Kaan, “28 Şubat 1997’de yaşanan darbenin de, kendisinden sonraki yıllarda artış kaydeden banka hortumlamaları ve yolsuzluklarla doğrudan alakalıdır ve bu süreç Türkiye ekonomisini 2001 yılında yaşayacağı büyük ekonomik krize sürükleyen başlıca etken olmuştur.” dedi.

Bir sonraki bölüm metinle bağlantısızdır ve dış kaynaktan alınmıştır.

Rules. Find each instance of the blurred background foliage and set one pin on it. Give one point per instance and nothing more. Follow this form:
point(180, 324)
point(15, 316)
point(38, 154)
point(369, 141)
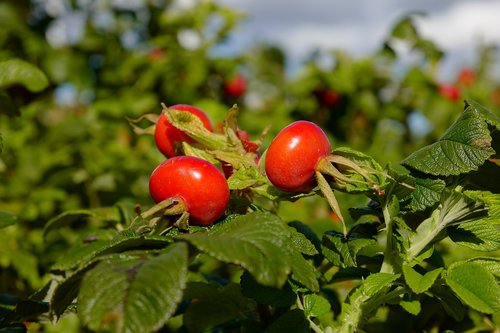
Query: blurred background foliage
point(69, 146)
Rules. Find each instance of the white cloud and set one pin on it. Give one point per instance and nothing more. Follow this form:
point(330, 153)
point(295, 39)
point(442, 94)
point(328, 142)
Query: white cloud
point(463, 25)
point(359, 27)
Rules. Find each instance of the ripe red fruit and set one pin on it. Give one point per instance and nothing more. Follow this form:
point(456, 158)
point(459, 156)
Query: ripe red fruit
point(449, 92)
point(166, 135)
point(293, 155)
point(236, 86)
point(197, 183)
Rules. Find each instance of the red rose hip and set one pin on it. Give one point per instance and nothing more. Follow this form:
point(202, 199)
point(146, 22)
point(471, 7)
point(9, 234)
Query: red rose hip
point(200, 186)
point(294, 154)
point(167, 135)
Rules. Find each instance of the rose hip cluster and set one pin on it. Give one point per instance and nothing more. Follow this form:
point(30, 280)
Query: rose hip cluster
point(199, 188)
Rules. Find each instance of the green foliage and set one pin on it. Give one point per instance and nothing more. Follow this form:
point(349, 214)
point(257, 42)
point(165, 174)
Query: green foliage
point(464, 147)
point(138, 294)
point(475, 285)
point(74, 180)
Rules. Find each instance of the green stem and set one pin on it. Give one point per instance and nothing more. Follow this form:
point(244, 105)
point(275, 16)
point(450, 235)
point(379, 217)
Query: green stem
point(330, 197)
point(416, 248)
point(313, 325)
point(388, 263)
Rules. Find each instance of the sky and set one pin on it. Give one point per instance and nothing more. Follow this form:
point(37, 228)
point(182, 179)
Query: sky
point(359, 26)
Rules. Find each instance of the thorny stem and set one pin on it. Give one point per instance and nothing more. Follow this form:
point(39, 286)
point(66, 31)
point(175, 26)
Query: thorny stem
point(167, 207)
point(387, 265)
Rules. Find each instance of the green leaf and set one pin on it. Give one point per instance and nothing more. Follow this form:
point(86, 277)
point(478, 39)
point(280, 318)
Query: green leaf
point(17, 71)
point(485, 114)
point(28, 310)
point(7, 106)
point(283, 297)
point(259, 242)
point(65, 293)
point(478, 235)
point(292, 321)
point(464, 147)
point(310, 247)
point(342, 251)
point(490, 263)
point(315, 305)
point(449, 301)
point(67, 218)
point(490, 199)
point(455, 208)
point(212, 306)
point(14, 328)
point(475, 285)
point(411, 305)
point(244, 178)
point(377, 282)
point(303, 271)
point(365, 300)
point(7, 219)
point(133, 295)
point(82, 253)
point(417, 282)
point(427, 193)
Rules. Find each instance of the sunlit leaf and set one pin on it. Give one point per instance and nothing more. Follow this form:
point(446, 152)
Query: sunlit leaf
point(475, 285)
point(136, 295)
point(464, 147)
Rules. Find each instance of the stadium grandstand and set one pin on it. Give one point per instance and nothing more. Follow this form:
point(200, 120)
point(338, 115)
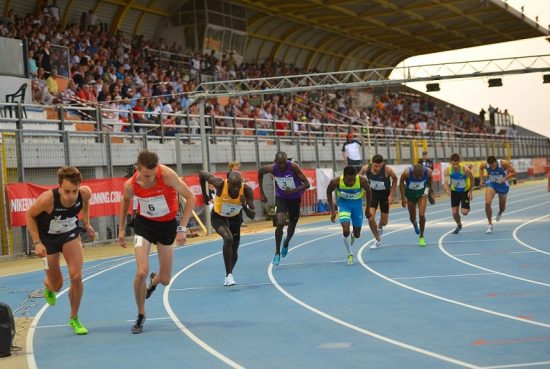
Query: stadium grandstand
point(91, 83)
point(205, 83)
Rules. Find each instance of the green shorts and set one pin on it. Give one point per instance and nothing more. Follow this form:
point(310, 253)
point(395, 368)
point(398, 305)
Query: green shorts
point(413, 195)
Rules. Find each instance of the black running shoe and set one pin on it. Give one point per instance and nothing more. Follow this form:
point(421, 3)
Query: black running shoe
point(138, 327)
point(151, 287)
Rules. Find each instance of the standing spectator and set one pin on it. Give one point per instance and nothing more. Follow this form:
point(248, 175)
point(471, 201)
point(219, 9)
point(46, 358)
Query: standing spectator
point(351, 152)
point(428, 163)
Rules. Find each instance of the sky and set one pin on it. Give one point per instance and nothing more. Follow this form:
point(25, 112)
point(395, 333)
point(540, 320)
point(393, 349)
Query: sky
point(525, 96)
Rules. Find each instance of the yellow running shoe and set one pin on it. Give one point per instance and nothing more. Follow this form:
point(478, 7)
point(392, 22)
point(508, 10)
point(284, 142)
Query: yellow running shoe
point(49, 296)
point(422, 242)
point(78, 328)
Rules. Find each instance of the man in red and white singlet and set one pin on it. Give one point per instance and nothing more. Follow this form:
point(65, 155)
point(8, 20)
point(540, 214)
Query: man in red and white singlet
point(156, 188)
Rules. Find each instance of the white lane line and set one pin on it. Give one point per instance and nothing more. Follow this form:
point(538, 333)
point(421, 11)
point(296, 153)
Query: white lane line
point(515, 235)
point(377, 336)
point(184, 328)
point(443, 250)
point(443, 276)
point(31, 362)
point(519, 365)
point(126, 320)
point(219, 287)
point(441, 298)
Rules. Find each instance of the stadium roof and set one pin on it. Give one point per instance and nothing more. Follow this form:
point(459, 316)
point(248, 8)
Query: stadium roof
point(347, 35)
point(331, 35)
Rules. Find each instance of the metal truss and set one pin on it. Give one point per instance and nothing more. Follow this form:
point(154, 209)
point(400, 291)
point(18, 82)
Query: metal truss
point(374, 77)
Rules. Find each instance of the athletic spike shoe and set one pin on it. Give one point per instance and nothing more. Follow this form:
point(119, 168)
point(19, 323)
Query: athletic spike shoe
point(284, 250)
point(376, 245)
point(151, 287)
point(138, 327)
point(49, 296)
point(229, 280)
point(78, 328)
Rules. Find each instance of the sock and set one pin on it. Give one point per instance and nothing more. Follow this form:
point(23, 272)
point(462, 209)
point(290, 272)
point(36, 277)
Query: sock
point(347, 242)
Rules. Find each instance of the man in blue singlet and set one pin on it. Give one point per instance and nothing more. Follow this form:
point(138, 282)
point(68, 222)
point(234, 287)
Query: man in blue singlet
point(290, 184)
point(414, 185)
point(350, 188)
point(458, 183)
point(498, 174)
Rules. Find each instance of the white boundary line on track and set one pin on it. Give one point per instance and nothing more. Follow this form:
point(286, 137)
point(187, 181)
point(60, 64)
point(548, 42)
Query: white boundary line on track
point(515, 235)
point(359, 329)
point(444, 276)
point(444, 251)
point(183, 327)
point(391, 280)
point(520, 365)
point(31, 362)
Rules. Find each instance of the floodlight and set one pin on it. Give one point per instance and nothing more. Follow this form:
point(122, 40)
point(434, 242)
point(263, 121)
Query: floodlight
point(431, 87)
point(495, 82)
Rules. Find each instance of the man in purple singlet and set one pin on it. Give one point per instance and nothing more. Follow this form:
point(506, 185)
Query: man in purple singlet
point(290, 184)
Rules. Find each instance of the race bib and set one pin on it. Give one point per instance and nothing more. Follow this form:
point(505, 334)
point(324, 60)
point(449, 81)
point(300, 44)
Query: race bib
point(230, 210)
point(58, 226)
point(285, 182)
point(153, 207)
point(458, 183)
point(416, 185)
point(348, 196)
point(496, 178)
point(377, 185)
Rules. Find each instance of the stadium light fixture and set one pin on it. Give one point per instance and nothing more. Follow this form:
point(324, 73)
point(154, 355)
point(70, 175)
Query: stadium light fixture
point(495, 82)
point(432, 87)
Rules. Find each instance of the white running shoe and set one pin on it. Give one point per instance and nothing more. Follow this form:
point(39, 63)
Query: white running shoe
point(229, 281)
point(376, 245)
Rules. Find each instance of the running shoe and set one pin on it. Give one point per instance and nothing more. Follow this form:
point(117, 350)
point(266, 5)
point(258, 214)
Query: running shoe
point(229, 280)
point(376, 245)
point(284, 250)
point(422, 242)
point(49, 296)
point(138, 327)
point(151, 287)
point(78, 328)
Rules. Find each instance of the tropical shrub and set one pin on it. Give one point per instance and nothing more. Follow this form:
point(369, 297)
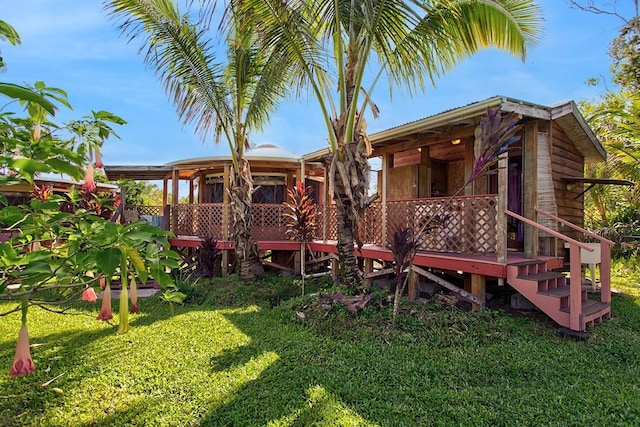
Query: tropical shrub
point(60, 248)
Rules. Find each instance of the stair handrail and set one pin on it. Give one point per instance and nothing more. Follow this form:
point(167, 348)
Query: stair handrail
point(605, 256)
point(549, 231)
point(575, 270)
point(575, 227)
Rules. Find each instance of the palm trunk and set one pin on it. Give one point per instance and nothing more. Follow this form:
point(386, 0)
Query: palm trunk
point(350, 173)
point(248, 264)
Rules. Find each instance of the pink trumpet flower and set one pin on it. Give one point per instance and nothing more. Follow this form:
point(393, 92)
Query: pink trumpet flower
point(89, 295)
point(133, 295)
point(105, 311)
point(123, 326)
point(98, 162)
point(89, 183)
point(22, 363)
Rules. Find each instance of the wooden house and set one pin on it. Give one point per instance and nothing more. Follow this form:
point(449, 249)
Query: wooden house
point(519, 225)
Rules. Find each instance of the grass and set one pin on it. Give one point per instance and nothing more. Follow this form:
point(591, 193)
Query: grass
point(228, 359)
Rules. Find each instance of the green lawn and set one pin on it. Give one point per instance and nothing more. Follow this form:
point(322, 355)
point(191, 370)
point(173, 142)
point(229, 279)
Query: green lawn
point(247, 364)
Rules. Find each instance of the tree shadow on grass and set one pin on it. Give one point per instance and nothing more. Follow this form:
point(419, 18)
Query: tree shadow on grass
point(316, 380)
point(71, 353)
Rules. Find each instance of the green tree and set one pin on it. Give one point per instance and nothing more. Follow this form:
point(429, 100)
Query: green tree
point(227, 98)
point(8, 33)
point(141, 193)
point(615, 119)
point(334, 43)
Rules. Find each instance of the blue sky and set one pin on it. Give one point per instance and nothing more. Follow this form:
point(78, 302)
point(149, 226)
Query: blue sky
point(73, 45)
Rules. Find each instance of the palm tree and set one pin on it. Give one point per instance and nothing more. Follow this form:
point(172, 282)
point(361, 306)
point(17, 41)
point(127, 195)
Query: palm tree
point(332, 43)
point(227, 99)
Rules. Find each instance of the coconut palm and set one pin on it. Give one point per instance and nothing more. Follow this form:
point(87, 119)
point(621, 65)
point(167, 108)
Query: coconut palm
point(334, 45)
point(226, 99)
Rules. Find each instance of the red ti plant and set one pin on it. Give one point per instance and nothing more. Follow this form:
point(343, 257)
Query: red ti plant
point(301, 213)
point(404, 248)
point(494, 135)
point(301, 219)
point(22, 362)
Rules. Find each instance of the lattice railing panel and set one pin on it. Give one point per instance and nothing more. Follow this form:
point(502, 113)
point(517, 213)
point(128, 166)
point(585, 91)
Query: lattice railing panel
point(147, 210)
point(269, 222)
point(469, 226)
point(371, 225)
point(202, 220)
point(327, 226)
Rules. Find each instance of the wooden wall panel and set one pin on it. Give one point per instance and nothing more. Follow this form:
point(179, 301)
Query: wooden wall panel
point(567, 161)
point(406, 158)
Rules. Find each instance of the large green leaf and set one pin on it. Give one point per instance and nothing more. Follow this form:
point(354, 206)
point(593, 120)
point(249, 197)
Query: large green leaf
point(65, 167)
point(29, 165)
point(108, 260)
point(161, 276)
point(25, 94)
point(137, 262)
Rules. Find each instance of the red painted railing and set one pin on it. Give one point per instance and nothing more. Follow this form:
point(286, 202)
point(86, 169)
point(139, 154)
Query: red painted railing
point(605, 255)
point(469, 228)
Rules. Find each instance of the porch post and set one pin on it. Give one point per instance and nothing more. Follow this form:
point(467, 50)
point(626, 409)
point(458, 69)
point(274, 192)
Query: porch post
point(386, 161)
point(302, 172)
point(165, 193)
point(530, 171)
point(325, 206)
point(225, 202)
point(175, 176)
point(478, 289)
point(501, 217)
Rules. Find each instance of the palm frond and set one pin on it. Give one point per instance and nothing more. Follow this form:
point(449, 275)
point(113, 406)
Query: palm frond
point(181, 56)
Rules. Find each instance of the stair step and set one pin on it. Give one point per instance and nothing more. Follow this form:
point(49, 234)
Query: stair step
point(590, 307)
point(539, 277)
point(529, 262)
point(561, 291)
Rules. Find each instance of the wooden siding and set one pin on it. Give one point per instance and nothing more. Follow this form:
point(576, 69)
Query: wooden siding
point(566, 161)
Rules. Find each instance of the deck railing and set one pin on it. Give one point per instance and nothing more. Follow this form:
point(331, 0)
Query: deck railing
point(604, 255)
point(470, 226)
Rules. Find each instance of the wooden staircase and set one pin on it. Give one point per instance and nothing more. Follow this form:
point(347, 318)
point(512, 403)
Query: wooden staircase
point(550, 291)
point(564, 300)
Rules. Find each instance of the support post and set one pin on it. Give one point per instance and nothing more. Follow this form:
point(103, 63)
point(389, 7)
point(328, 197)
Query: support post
point(386, 161)
point(501, 217)
point(412, 291)
point(478, 290)
point(226, 202)
point(368, 268)
point(530, 170)
point(175, 185)
point(575, 289)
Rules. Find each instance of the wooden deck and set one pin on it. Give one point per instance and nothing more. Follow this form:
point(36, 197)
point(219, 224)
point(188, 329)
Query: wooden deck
point(485, 265)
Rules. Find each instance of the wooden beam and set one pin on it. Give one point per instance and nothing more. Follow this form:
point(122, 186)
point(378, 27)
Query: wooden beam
point(530, 170)
point(226, 221)
point(422, 140)
point(453, 288)
point(479, 291)
point(386, 164)
point(412, 291)
point(501, 220)
point(368, 268)
point(383, 272)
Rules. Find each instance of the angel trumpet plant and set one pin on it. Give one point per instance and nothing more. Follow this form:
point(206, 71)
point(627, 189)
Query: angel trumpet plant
point(22, 362)
point(123, 326)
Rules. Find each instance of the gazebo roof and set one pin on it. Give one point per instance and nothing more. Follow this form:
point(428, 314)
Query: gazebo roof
point(262, 153)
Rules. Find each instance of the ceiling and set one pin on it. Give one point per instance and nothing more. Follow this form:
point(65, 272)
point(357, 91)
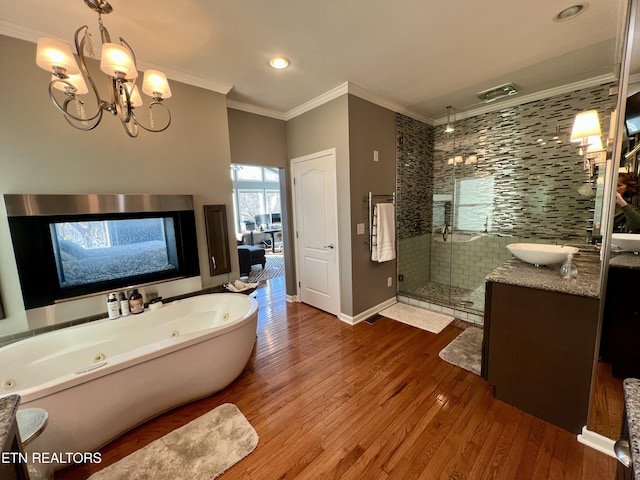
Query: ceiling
point(421, 55)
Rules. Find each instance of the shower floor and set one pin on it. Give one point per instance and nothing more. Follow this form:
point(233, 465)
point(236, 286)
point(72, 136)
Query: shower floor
point(448, 296)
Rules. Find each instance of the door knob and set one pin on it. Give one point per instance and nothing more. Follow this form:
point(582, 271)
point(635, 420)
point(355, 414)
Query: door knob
point(623, 452)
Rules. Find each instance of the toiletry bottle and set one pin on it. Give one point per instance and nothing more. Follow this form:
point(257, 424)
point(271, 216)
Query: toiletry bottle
point(569, 269)
point(112, 307)
point(136, 304)
point(124, 305)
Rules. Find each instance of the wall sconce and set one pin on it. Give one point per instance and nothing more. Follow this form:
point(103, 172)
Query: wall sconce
point(586, 130)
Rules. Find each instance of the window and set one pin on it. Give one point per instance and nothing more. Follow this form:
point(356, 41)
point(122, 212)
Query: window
point(250, 174)
point(474, 204)
point(256, 191)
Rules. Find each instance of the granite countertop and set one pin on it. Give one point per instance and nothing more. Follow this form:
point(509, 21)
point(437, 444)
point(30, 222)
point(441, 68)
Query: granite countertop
point(625, 260)
point(8, 410)
point(586, 284)
point(632, 405)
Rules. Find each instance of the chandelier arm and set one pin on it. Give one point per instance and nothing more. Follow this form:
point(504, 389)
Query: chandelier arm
point(122, 99)
point(63, 107)
point(131, 127)
point(85, 128)
point(154, 130)
point(83, 67)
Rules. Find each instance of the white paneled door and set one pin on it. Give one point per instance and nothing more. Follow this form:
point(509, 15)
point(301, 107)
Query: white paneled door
point(316, 221)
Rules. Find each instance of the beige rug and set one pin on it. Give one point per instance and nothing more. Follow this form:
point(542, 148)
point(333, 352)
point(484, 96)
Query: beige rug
point(202, 449)
point(465, 351)
point(417, 317)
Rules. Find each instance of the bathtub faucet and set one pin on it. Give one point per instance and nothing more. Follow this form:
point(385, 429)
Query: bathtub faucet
point(486, 222)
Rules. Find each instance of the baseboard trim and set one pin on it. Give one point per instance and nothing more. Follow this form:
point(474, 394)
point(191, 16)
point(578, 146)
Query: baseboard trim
point(361, 317)
point(597, 442)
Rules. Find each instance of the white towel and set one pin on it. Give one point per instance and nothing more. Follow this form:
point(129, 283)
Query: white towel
point(384, 233)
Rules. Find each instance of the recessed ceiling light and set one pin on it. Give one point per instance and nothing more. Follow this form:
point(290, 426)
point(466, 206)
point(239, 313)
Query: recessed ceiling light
point(279, 62)
point(570, 12)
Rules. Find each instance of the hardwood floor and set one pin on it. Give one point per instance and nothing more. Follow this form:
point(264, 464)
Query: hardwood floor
point(330, 400)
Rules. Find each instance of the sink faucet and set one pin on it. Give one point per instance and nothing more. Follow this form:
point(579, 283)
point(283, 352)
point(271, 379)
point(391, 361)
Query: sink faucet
point(486, 222)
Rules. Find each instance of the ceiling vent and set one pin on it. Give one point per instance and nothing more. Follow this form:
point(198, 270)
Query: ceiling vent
point(492, 94)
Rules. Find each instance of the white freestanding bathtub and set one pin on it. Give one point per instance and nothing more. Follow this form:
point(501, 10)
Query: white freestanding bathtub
point(100, 379)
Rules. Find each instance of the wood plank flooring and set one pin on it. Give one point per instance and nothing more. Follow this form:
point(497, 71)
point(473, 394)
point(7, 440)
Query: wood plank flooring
point(333, 401)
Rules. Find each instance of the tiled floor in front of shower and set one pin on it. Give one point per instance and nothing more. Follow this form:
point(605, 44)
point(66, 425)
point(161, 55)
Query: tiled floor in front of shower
point(459, 302)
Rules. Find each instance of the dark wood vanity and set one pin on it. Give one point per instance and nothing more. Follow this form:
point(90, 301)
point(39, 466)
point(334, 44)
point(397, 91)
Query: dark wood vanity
point(621, 319)
point(539, 343)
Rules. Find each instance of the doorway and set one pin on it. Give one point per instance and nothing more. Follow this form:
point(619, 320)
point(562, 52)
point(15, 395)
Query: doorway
point(315, 209)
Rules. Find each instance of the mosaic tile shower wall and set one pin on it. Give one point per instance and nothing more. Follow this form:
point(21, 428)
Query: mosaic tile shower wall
point(414, 194)
point(532, 179)
point(503, 176)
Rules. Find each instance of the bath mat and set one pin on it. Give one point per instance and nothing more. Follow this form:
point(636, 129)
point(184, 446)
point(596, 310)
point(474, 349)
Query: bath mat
point(417, 317)
point(204, 448)
point(465, 351)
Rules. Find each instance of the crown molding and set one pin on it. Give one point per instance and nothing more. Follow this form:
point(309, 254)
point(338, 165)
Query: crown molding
point(319, 100)
point(246, 107)
point(365, 94)
point(31, 35)
point(519, 100)
point(20, 32)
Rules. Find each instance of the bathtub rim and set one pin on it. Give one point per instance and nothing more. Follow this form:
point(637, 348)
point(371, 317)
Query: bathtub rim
point(147, 352)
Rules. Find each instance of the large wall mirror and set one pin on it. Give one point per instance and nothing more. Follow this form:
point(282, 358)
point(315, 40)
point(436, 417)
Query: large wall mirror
point(619, 277)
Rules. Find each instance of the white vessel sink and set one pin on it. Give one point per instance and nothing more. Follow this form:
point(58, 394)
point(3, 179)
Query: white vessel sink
point(629, 242)
point(540, 253)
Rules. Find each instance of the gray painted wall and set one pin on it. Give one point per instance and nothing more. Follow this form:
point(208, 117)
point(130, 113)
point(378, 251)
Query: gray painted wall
point(371, 127)
point(41, 153)
point(257, 140)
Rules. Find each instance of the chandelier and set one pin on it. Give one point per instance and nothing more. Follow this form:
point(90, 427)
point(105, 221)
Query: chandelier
point(69, 80)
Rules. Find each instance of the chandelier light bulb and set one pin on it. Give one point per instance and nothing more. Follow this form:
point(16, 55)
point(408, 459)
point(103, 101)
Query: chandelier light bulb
point(116, 61)
point(155, 84)
point(55, 55)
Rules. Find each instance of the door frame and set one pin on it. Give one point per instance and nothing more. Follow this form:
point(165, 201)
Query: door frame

Türkiye ekonomisinde büyüme oranının sonraki yıllarda düştüğünden bahseden Kaan, “2000 yılında milli gelirimiz 201,6 milyar dolar iken 2001’de 144,6 milyar dolara kadar gerilemiş ve böylece milli gelirde 57,2 milyar dolarlık bir kayıp olmuştur.” diye konuştu.
Kaan, 28 Şubat’ın Türkiye ekonomisi üzerindeki en bariz etkisinin finansal kesime olduğunu kaydederek, 1994-2003 yıllarında toplam 25 bankanın TMSF’ye devredildiğini, bunlardan 20 tanesinin 1997-2002 yılları arasında yaşandığını, el konulan bu bankaların fona devir zararının 17,3 milyar dolar olduğunu bildirdi.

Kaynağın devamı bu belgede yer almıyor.